Sunday, February 16, 2020

Review: The Witches of New York by Ami McKay

The beloved, bestselling author of The Birth House and The Virgin Cure is back with her most beguiling novel yet, luring us deep inside the lives of a trio of remarkable young women navigating the glitz and grotesqueries of Gilded-Age New York by any means possible, including witchcraft...

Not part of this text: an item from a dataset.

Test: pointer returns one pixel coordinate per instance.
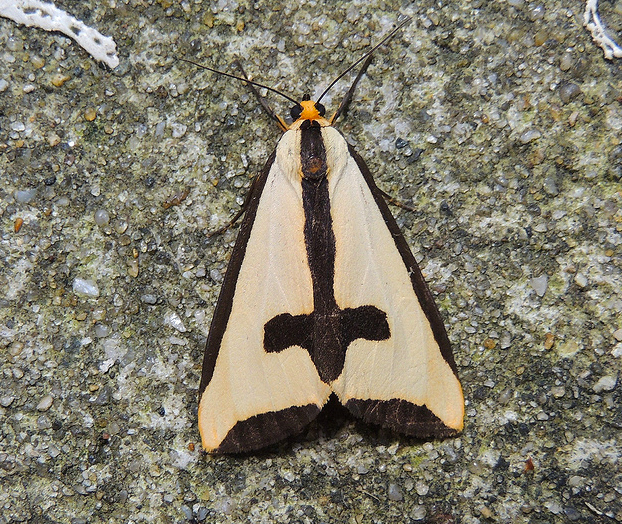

The year is 1880. Two hundred years after the trials in Salem, Adelaide Thom (Moth from The Virgin Cure) has left her life in the sideshow to open a tea shop with another young woman who feels it's finally safe enough to describe herself as a witch: a former medical student and gardien de sorts (keeper of spells), Eleanor St. Clair. Together they cater to Manhattan's high society ladies, specializing in cures, palmistry and potions--and in guarding the secrets of their clients. All is well until one bright September afternoon, when an enchanting young woman named Beatrice Dunn arrives at their door seeking employment. Beatrice soon becomes indispensable as Eleanor's apprentice, but her new life with the witches is marred by strange occurrences. She sees things no one else can see. She hears voices no one else can hear. Objects appear out of thin air, as if gifts from the dead. Has she been touched by magic or is she simply losing her mind? Eleanor wants to tread lightly and respect the magic manifest in the girl, but Adelaide sees a business opportunity. Working with Dr. Quinn Brody, a talented alienist, she submits Beatrice to a series of tests to see if she truly can talk to spirits. Amidst the witches' tug-of-war over what's best for her, Beatrice disappears, leaving them to wonder whether it was by choice or by force.

As Adelaide and Eleanor begin the desperate search for Beatrice, they're confronted by accusations and spectres from their own pasts. In a time when women were corseted, confined and committed for merely speaking their minds, were any of them safe?

Paperback, 504 pages
Published July 4th, 2017
by Vintage Books Canada
** 1/2

Be forewarned I am going against the flow with this book. I didn't read the blurb before I started, it’s on my shelf meaning at some point in time I did read it and decided this was a book for me. This book is over 500 pages long and covers so much of life in New York City, yes I got to know these 3 women but I also felt that I was given snippets of what was happening around them, though they might have been relevant to the story there were just too many that thinned out the actual plot.

I liked these women, which saved this from being a DNF, I liked the atmospheric feel. The Cleopatra’s Needle was an interesting tidbit of historical fact. But I found the story itself very slow-moving.

There is a lot of magic that takes place, some eerie, some interesting and others spooky. Spells and incantations and of course there are those that support these witches and those that don’t. I finally read the blurb only to discover plot points mentioned that didn’t happen till the last quarter of the book (to me that is a spoiler - a pet peeve of mine).

I just felt Witches lacked suspense and emotion, it was a slow burn where the ending didn’t really satisfy me. I understand there is a sequel that I will most likely pass on.

This book is from my personal library and part of my 2020 Reading of my Shelf Challenge.